Snowball‘s Chance in Hell
S&P 500 duly plunged, and the risk-on turn that I wrote off on the spot, is over faster than anyone can say Jack Robinson. Tech continues flirting with disaster, and value isn‘t at its strongest either. Recognition of the tightening reality goes on, and is hitting hard. Bond yields continue rising, and so do inflation expectations. Markets are hard at work, running ahead of the Fed in tightening, with the dollar in steep ascent naturally as well. The bulls are easily slaughtered in such conditions, and I‘m looking for another day of selling pressure across the board. Non-farm payrolls would show some slowdown in the real economy, over time delivering another blow to risk-on positioning when initial bets on Fed „doing something“ / the economy can stand on its own into the future, fall on deaf ears, and recognition of the tightening reality returns.
Precious metals aren‘t out of the short-term woods, and remain vulnerable (less so than copper) to a brief takedown, which isn‘t however a foregone conclusion. Gold would remain sturdier than silver – but even the yellow metal isn‘t immune. As stated so often lately, the best place in real assets to ride all the tightening out, is in energy. Crude oil and natgas would continue shining out – contrast that with more downside ahead in cryptos.
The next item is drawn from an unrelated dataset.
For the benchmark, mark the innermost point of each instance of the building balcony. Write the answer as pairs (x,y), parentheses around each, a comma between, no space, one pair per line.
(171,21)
The table is set clearly in currencies as well – the dollar hasn‘t topped (neither have yields), and both euro and yen hard times would go on for quite a while longer. The open profits would grow fastest in stocks, cryptos and oil – precious metals and copper would require most patience, but will be richly rewarded when sniffing out the coming Fed turn and growth worries outweighing inflation concerns. Yields topping would be a first sign that monetary policy shift is knocking on the door.
There won’t be a regular analysis featuring charts or Twitter activities today, but I’m keeping a close eye on the markets and will issue a sound commentary whenever required by the markets on my watch.
Thank you for your patience, and have a nice weekend.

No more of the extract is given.